Mas parece ser um Van der Breggen diferente daquele que vimos em Espanha. A vitória além do teste do tempo já é surpreendente. E ela foi capaz de proteger Maglia. Sua Rosa era perfeita. O que pode ser um processo complicado de gerenciar? Ela teve um bom apoio de Valentina Cavallar. Ela calmamente rebateu os ataques de Vollering. Ela controlava o ritmo em outros momentos. E ela até atacou na descida.
Depois de se aposentar no ano passado, veremos a holandesa voltar ao seu melhor?
A duração e a intensidade de Finestre serão um grande teste para ela. Mas agora ela parece muito forte. E para aqueles de nós que estão assistindo. A vantagem que ela carrega – e provavelmente traz para Finester – deve proporcionar um confronto de dar água na boca no sábado.
Um grande nome se move, um rosto novo aparece.
Em outros lugares, parecia bastante claro que nem o vencedor do ano passado, Longo Borghini, nem o vice-campeão Marlen Reusser venceriam este Giro.

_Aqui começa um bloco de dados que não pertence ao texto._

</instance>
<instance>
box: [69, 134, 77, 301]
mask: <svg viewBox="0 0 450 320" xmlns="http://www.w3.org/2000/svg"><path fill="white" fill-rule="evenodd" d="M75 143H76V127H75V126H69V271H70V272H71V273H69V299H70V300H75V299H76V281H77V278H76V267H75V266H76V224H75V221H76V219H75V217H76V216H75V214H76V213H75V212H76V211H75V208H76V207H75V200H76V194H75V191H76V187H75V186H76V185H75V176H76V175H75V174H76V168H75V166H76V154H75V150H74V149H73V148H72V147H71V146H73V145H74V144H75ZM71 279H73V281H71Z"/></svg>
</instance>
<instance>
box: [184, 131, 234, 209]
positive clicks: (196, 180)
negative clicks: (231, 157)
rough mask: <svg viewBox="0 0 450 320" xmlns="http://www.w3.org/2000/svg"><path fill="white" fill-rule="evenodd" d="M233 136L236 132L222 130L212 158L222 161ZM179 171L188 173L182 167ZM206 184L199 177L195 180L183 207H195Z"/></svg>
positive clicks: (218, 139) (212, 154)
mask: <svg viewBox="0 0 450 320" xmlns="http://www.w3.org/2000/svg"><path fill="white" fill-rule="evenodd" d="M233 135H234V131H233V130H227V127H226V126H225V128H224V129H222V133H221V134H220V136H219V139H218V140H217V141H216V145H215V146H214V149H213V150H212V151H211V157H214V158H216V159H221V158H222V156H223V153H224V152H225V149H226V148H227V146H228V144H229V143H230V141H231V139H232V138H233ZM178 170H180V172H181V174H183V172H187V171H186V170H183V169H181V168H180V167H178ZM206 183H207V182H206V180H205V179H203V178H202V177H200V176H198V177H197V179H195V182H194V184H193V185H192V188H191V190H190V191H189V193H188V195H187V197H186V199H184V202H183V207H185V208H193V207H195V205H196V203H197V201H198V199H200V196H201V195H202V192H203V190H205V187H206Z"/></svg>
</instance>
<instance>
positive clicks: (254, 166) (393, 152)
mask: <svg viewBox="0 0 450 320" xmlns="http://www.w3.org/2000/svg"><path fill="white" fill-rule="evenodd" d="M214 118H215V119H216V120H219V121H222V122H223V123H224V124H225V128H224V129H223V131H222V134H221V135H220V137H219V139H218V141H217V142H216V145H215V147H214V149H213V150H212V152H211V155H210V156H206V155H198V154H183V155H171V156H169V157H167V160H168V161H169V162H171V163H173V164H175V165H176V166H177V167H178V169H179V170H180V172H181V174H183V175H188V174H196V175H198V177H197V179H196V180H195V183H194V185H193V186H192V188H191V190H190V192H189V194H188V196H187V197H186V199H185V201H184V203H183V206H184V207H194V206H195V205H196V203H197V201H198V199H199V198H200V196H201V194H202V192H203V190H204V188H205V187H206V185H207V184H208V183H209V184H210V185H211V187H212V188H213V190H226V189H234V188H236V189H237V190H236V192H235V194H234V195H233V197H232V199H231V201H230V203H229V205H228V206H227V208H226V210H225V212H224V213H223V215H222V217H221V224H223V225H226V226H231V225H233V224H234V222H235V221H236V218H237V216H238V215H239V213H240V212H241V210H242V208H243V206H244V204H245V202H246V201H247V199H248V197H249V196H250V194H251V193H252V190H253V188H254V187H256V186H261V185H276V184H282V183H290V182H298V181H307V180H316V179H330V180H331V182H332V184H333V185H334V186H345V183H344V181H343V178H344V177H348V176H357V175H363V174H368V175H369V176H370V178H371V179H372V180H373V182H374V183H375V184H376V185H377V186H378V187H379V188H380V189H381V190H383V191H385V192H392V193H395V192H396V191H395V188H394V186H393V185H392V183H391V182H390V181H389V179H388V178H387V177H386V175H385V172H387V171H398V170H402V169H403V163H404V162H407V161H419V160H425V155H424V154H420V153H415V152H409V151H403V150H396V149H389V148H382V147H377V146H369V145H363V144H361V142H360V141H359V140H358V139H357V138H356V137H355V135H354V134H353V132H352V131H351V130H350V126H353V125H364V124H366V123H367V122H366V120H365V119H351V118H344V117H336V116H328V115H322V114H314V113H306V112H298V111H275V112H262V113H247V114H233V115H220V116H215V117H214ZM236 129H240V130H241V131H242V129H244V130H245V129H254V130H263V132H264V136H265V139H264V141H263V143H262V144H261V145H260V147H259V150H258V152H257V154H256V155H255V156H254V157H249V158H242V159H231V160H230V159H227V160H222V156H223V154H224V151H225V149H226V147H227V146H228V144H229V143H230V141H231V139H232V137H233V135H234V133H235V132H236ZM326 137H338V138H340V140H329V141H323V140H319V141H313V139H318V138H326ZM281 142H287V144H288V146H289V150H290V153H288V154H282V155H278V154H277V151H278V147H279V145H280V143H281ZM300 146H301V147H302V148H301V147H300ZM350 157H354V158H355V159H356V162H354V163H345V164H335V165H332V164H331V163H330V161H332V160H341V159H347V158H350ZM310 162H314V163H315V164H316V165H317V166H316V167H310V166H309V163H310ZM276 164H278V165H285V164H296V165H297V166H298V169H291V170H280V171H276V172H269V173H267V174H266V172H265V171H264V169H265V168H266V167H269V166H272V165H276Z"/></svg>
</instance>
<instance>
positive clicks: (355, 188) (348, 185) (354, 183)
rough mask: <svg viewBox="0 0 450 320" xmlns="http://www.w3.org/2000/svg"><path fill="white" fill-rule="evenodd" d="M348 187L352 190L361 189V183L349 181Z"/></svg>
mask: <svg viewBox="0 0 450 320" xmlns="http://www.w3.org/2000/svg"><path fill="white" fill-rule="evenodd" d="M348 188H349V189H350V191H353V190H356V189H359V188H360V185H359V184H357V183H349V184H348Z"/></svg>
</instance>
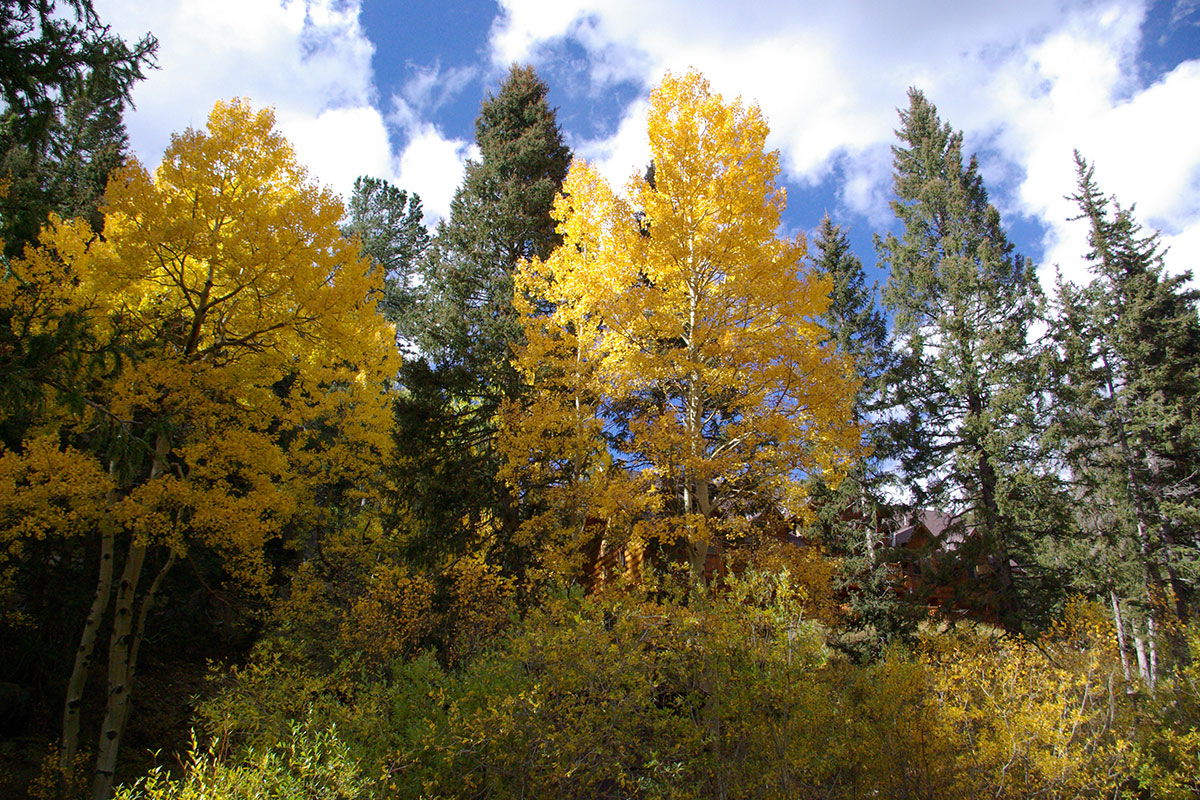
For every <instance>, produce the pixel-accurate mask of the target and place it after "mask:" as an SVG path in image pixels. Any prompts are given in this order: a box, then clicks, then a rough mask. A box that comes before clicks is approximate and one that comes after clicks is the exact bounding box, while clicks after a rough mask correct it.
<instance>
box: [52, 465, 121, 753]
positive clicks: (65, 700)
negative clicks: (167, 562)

Longo Borghini perdeu 1:50 para Van der Breggen e 41 segundos para Vollering no contra-relógio. Este foi um sinal das suas dificuldades na etapa 5. A campeã italiana reagiu ofensivamente e limitou a sua derrota a apenas 15 segundos no quinto lugar, mas não havia como escapar ao facto de que a cada vez o caminho subia. Ela será deixada para trás pelos melhores da competição. Ela ficou em sexto lugar geral, com 2:12 de desvantagem.
Reusser também enfrentou desafios este ano com o percurso irregular do TT. A grande montanha que decide a competição E a temporada tem sido bastante perturbada até agora. Os suíços perderam quase um minuto e caíram do terceiro para o quinto lugar em 2:03.
Isso levou Vollering ao 2º lugar, um minuto atrás de Van der Breggen, com Niedermaier, que fez um TT muito bom em 4º, agora no 3º lugar do pódio a 1:24 de desvantagem.
Holmgren, uma estrela canadense em ascensão que venceu Finestre no Tour de l’Avenir há dois anos. Outro membro do grupo líder e agora quarto na geral, embora o seu TT relativamente fraco tenha feito com que ela se aproximasse de Longo Borghini e Reusser em 2:01.
Isto cria uma batalha interessante pelo pódio entre estes dois novos pilotos. E é importante notar que o Lidl-Trek teve dois pilotos na mistura com Niamh Fisher Black (Lidl-Trek) em sétimo às 2:33. Femke De Vries estava a apenas um segundo e a Visma-Lease a Bike está agora na liderança depois de a equipa ter chamado Marion Bunel, que perdeu tempo na primeira jornada e ficou desiludida com o TT, para trabalhar para ela.
O Giro continua com etapa plana na quinta-feira. e uma etapa relativamente confortável na sexta-feira. E, finalmente, a etapa final é acidentada e complicada de controlar. Mas foi claramente decisivo. Isso faz do confronto Finestre de sábado um campo de batalha crucial da GC.
Temos nossos pilotos favoritos e muito trabalho a fazer. Uma mão antiga que remonta a muitos anos. E muitos rostos brilhantes apareceram na ocasião. A cena foi realmente muito bem organizada.